Este plan de Dios es hermoso y lleno de amor, debemos entender que la razón de esto es que Dios quiere tener intimidad con nosotros desde que nos creó. El problema es que el hombre, al pecar y perder su condición de santo, provoca que Dios inmediatamente pase de ser padre, amigo, creador, todo, a ser un ser lejano y sin relación; no porque Dios haya sido malo y no quisiera estar con el hombre, sino que la justicia de Dios (y su naturaleza que es santidad) no lo permitía.


Porque la paga del pecado es muerte, mas la dádiva de Dios es vida eterna en Cristo Jesús Señor nuestro. Romanos 6:23; nótese que la palabra dice EN Cristo, no con Cristo.


Es por lo tanto necesario que el hombre recupere su condición de santo para poder acercarse a Dios.

¿Cómo podemos hacer esto?

Debemos entender que es imposible que nos santifiquemos a nosotros mismos. Nosotros no podemos producir santidad ya que nuestra esencia es pecado y éste no genera santidad:

- El PECADO produce más PECADO.
- LA SANTIDAD produce más SANTIDAD.

Sólo Dios puede santificarnos: Y el mismo Dios de paz os santifique por completo; y todo vuestro ser, espíritu, alma y cuerpo, sea guardado irreprensible para la venida de nuestro Señor Jesucristo. 1 Tesalonicenses 5:23.

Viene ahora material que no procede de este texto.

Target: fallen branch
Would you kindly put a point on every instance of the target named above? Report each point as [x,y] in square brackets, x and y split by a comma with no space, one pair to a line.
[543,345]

El propósito de Dios está sumamente ligado a su voluntad, pues sólo al ser como Jesús podemos lograr la santidad en nuestra vida.

Dedícate, esfuérzate, niégate; para llegar a ser como Jesús, para ser un discípulo de él, para aprender su vida a través de una relación de intimidad con él en oración, ayuno, lectura de la palabra y congregación; porque sólo siendo como él serás ese nuevo hombre y lograrás la santidad de Dios en tu vida.

"y vestíos del nuevo hombre, creado según Dios en la justicia y santidad de la verdad." Efesios 4:24.